Posted on 6/26/13 at 8:11 am to RedMustang
I'm sure you've had plenty of people tell you how to cook them so I won't bother with that.
good company, probably basin crawfish right now
No
We do it down here but I wouldn't risk it on crawfish that have been shipped...you don't know when they were caught.
No it's not
quote:
I'm planning on ordering them from Lousiana Crawfish Company
good company, probably basin crawfish right now
quote:
Can we get them delivered on Friday and keep them alive for a day? If so, how?
No
We do it down here but I wouldn't risk it on crawfish that have been shipped...you don't know when they were caught.
quote:
Is it possible to do the boil over a wood fire pit?
No it's not
Posted on 6/26/13 at 8:16 am to RedMustang
quote:
By the way, I've never heard anyone say "doncha know
Dude I love Minnesota and used to spend about a month there every year when I was in the auto industry. The Luther & Walser auto groups where good customers of mine. Loved going up there, surprisingly it's a great foodie area and the state fair is awesome. I did hear "dontcha know" as shite ton. Believe me being from south LA we had many funny conversations when I would visit.
I had some crawfish this past weekend. They weren't great but not bad either. I don't really know when crawfish season stops and ends anymore. Went to my first boil on NYE and went to one this weekend. Guess the season is half the year now. When you cook them the key is soaking. Once they float they are done. You want to quickly get the temp of the water down so you can start the soak. I like to throw frozen corn in and spray they pot down with a hose.. The longer they soak the spicier they will be. Try them every five minutes or so to get the taste you want. Also I know you guys got some good wild game sausages up there. Throw some of that in the pot along with some mushrooms and garlic for the ladies who don't eat crawfish.
Posted on 6/26/13 at 8:21 am to yellowfin
quote:They are coming out of Pierre Part. Where there fishermen are setting traps. Don't know.
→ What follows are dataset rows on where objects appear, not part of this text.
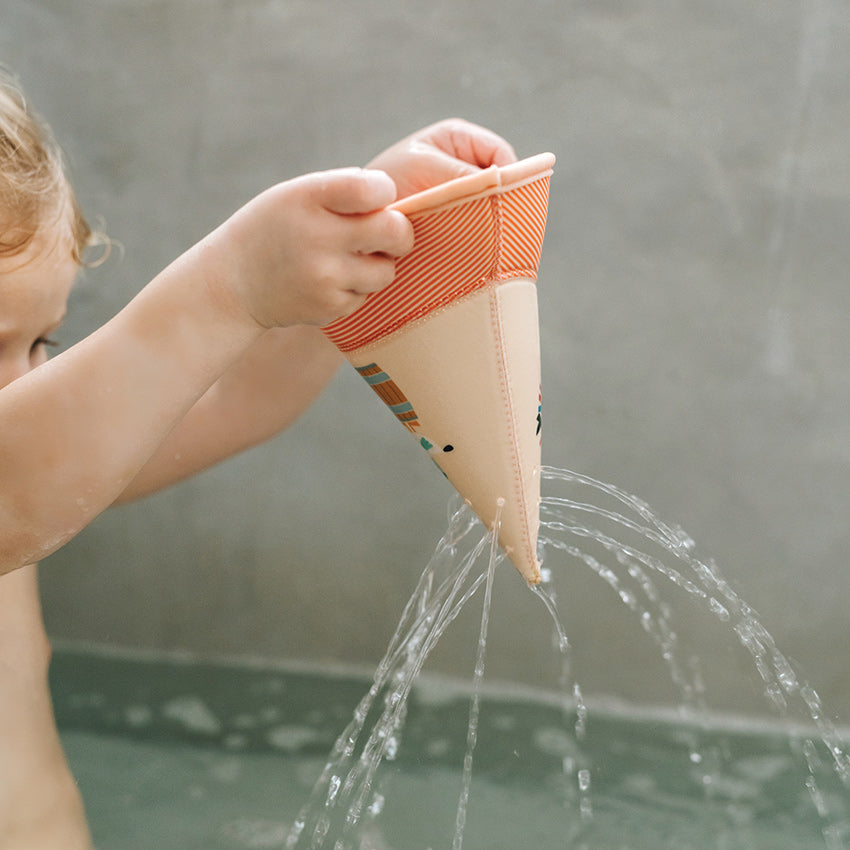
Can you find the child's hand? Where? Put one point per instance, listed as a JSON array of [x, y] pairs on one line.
[[309, 250], [441, 152]]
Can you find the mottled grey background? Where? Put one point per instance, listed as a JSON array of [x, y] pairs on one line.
[[695, 307]]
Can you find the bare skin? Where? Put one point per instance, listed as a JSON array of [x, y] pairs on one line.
[[220, 352]]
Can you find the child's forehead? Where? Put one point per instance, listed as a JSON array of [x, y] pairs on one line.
[[35, 280]]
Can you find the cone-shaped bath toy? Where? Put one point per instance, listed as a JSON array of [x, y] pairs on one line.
[[452, 345]]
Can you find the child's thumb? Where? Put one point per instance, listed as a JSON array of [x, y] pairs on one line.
[[352, 191]]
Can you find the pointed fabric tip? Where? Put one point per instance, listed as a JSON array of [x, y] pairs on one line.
[[452, 344]]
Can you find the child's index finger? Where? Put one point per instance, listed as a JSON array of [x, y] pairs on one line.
[[355, 191]]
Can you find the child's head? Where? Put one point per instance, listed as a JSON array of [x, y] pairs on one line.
[[36, 200]]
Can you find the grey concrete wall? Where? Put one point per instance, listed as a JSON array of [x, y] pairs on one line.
[[695, 324]]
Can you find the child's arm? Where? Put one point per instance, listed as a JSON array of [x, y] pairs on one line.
[[77, 430], [263, 393], [286, 369]]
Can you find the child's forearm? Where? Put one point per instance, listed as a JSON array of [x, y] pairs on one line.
[[78, 429], [263, 393]]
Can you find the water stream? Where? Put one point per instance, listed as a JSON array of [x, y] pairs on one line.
[[651, 566]]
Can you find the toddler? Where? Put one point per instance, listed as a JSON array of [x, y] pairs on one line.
[[221, 351]]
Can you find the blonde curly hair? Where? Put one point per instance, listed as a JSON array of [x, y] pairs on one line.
[[35, 195]]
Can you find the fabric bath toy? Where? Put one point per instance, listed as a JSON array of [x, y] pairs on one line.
[[452, 344]]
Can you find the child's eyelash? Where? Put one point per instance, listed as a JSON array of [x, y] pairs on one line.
[[45, 341]]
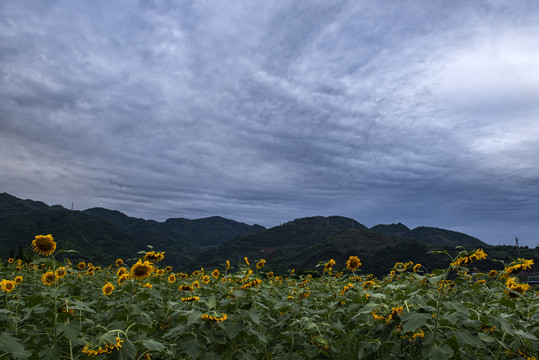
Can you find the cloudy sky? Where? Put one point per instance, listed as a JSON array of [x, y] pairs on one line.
[[420, 112]]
Usually spillway but I haven't been down in a few weeks and last I heard they were running low on oxygen
good company, probably basin crawfish right now
quote:
No
We do it down here but I wouldn't risk it on crawfish that have been shipped...you don't know when they were caught.
They are probably fresher than the crawfish that most get in any retail setting. They come straight from wholesaler and brought to airport for same day or next morning ship.
quote:
No it's not
Be hard as hell. You'd need a hell of a fire, and for 15 lbs That aint worth the trouble.
This post was edited on 6/26/13 at 8:25 am
Posted on 6/26/13 at 8:26 am to bossflossjr
quote:
Posted by bossflossjr Put sausage, corn, potatoes, garlic, onions, & mushrooms in ur boil.
I forgot to mention that I was planning on this. There is a little butcher shop a few miles away which has the best smoked sausage ever. I'll add everything you mentioned.
quote:
When you cook them the key is soaking. Once they float they are done.
The video I watched said that when they sink, they are done?
Posted on 6/26/13 at 8:33 am to RedMustang
It is a tad late in the season, but you should be okay in the end. In answer to your wood fire, dig a hole and put coals into it and build a firepit out of bricks out the outside of the hole. Utilize a ship vac with the hose attached to the exhaust end to act as a bellows. Keeping them alive for a day just takes spraying them with water to keep the gills moistened. Don't go into the purge/don't purge 100 years war(I am pro) as this thread will be fifty pages long.
Posted on 6/26/13 at 8:40 am to LSUAfro
quote:
They are probably fresher than the crawfish that most get in any retail setting. They come straight from wholesaler and brought to airport for same day or next morning ship.
In a perfect world yes but that rarely happens
dead crawfish aren't really a big problem this time of year anyway
Posted on 6/26/13 at 8:53 am to RedMustang
Float they done boiling, sink they are done soaking. But soaking depends on the taste you want.